In The Assassination of the Archduke: Sarajevo 1914 and the Romance That Changed the World, Greg King, author of numerous royal history books including Twilight of Splendor: The Court of Queen Victoria During Her Diamond Jubilee Year, The Court of the Last Tsar: Pomp, Power and Pageantry in the Reign of Nicholas II, The Fate of the Romanovs and The Resurrection of the Romanovs: Anastasia, Anna Anderson, and the World’s Greatest Royal Mystery and Sue Woolmans, editor of 25 Chapters of My Life: The Memoirs of Grand Duchess Olga Alexandrovna reconstruct the lives and legacy of the Archduke and the love of his life, challenging the myths surrounding their marriage and providing a full biography of Franz Ferdinand, Sophie and their children.

In contrast to Franz Ferdinand’s contemporaries, the last Imperial Family of Russia, key documents concerning the Archduke’s marriage, including his private correspondence with Sophie, have been destroyed. Even the couple’s descendants are not sure how they first met or precisely when Franz Ferdinand decided to challenge his uncle, Emperor Franz Joseph and the strict laws governing the marriages within the House of Habsburg to marry Countess Sophie Chotek. King and Woolmans reconstruct the romance using a wide variety of surviving material including diplomatic correspondence, letters exchanged by Franz Ferdinand’s relatives and newspaper reports. The marriage of the heir to the Austrian throne to a lady-in-waiting, even one from the Bohemian (Czech) nobility, created a scandal at court. Franz Joseph and his officials ensured that Sophie would never be treated as her husband’s equal in life or death.

In the century since Franz Ferdinand’s and Sophie’s death, numerous myths and misconceptions have emerged concerning their characters. King and Woolmans carefully separate fact from fiction. The Archduke emerges as a complex personality, reserved, unsociable and short tempered in public but deeply devoted to his wife and children in private. His political views remain enigmatic as he was accused of having both reactionary and revolutionary inclinations over the course of his life. King and Woolmans provide evidence that his travels in the United States inspired a vision of the Austro-Hungarian Empire as a federation of equal states rather than a dual monarchy. There is less surviving information about Sophie but she emerges as a steadying influence in the Archduke’s life, devoting herself to her family and accepting the constraints imposed on a morganatic spouse.

The strongest section of the book is the description of the visit to Sarajevo in 1914. Although the reader knows that Franz Ferdinand and Sophie died there, King and Woolmans create effective dramatic tension, revealing the multitude of official missteps that sealed the couple’s fate as well as the numerous opportunities for changes in plan that would have saved their lives. The complete failure by local authorities to keep the couple safe led to rumours of an Austrian conspiracy to dispose of a troublesome Archduke and create a pretext to invade Serbia at the same time. King and Woolmans examine these interpretations of the events in Sarajevo, sifting through the conflicting accounts of why there was so little protection for the Emperor’s heir.

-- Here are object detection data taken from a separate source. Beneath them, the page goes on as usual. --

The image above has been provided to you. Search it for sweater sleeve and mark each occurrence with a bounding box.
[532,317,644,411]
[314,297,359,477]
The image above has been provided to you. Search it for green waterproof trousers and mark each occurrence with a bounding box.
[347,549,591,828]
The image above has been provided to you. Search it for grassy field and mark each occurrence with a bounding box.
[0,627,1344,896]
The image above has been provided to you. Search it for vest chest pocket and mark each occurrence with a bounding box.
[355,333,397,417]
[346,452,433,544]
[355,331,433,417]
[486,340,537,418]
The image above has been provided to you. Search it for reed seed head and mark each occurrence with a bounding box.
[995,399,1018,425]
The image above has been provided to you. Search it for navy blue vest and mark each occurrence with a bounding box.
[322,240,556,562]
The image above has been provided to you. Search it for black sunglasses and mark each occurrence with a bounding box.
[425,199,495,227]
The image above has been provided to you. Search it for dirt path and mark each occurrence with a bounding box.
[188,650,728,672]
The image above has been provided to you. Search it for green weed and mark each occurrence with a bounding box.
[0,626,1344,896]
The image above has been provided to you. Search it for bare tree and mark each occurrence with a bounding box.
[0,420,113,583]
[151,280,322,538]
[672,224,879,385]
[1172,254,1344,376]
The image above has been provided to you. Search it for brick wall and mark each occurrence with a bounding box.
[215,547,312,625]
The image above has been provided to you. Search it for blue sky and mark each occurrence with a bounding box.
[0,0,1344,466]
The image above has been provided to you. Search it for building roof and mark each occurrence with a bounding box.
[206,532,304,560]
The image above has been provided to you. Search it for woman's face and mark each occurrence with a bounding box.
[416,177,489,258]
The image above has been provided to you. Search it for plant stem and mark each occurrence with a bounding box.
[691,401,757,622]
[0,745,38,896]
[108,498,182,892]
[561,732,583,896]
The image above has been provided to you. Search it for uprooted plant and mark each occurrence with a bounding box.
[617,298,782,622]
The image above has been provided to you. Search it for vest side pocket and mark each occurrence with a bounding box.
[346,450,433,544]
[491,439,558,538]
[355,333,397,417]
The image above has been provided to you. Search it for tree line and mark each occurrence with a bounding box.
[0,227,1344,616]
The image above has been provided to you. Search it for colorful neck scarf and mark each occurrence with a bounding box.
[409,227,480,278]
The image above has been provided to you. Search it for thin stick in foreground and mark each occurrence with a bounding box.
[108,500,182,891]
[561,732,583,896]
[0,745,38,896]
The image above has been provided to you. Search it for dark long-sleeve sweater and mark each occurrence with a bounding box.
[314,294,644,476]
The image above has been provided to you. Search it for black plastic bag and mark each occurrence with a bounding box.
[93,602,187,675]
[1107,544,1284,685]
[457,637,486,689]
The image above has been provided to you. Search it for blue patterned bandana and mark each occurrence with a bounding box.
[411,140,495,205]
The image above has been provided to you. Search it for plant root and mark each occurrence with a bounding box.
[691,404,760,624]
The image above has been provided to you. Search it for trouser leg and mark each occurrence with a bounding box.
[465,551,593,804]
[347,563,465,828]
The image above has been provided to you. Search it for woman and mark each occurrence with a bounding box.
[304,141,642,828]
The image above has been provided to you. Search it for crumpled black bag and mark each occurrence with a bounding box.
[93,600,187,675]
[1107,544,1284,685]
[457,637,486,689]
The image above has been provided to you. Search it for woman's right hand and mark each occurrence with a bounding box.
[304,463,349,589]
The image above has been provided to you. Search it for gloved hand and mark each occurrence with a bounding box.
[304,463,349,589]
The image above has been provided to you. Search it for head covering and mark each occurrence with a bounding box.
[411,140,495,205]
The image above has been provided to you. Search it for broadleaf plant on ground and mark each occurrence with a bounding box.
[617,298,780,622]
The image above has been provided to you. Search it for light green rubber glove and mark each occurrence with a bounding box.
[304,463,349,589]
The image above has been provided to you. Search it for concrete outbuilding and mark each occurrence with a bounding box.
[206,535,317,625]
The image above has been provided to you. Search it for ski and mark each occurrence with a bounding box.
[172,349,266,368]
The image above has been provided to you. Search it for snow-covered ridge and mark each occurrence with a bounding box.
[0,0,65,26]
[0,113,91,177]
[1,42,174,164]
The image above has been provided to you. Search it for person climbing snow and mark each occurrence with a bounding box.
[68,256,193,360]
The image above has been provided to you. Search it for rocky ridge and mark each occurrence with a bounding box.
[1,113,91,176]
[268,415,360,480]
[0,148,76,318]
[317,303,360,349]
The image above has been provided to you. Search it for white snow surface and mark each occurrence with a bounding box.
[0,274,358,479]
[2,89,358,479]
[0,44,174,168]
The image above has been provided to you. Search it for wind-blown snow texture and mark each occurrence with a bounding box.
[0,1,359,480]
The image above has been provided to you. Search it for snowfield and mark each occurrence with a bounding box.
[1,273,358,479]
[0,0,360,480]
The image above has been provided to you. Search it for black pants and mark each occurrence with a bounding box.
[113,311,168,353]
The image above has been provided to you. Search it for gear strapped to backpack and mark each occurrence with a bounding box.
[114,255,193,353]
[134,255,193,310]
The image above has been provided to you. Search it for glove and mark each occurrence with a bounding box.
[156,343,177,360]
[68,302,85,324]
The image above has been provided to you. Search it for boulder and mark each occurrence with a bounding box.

The only misstep in this otherwise well written and well researched biography are the periodic descriptions of the marriage of Franz Ferdinand and Sophie as a fairy tale romance with various members of the House of Habsburg cast as the “wicked stepmother” or “fairy godmother.” In his previous books, most notably The Fate of the Romanovs, Greg King has been extremely critical of sentimental interpretations of the domestic life of Nicholas II, Empress Alexandra and their children. In the opening chapters The Assassination of the Archduke, King and Woolmans challenge the current romantic image of Franz Joseph’s wife, Empress Elisabeth. By comparing Franz Ferdinand and Sophie to characters from a fairy tale, King and Woolmans appear to hold them to a different standard than the other royalty of the period.

The Assassination of the Archduke brings the Archduke Franz Ferdinand and his wife Sophie to life, revealing their determination to marry in the face of widespread opposition and the happy home they created for their children. King and Woolmans re-examine the fatal events of the couple’s visit to Sarajevo and discuss what happened to their daughter and sons, the first orphans of the Great War. The Assassination of the Archduke is an excellent addition to any royal library as it reveals the lives of a couple better known for how their deaths changed history.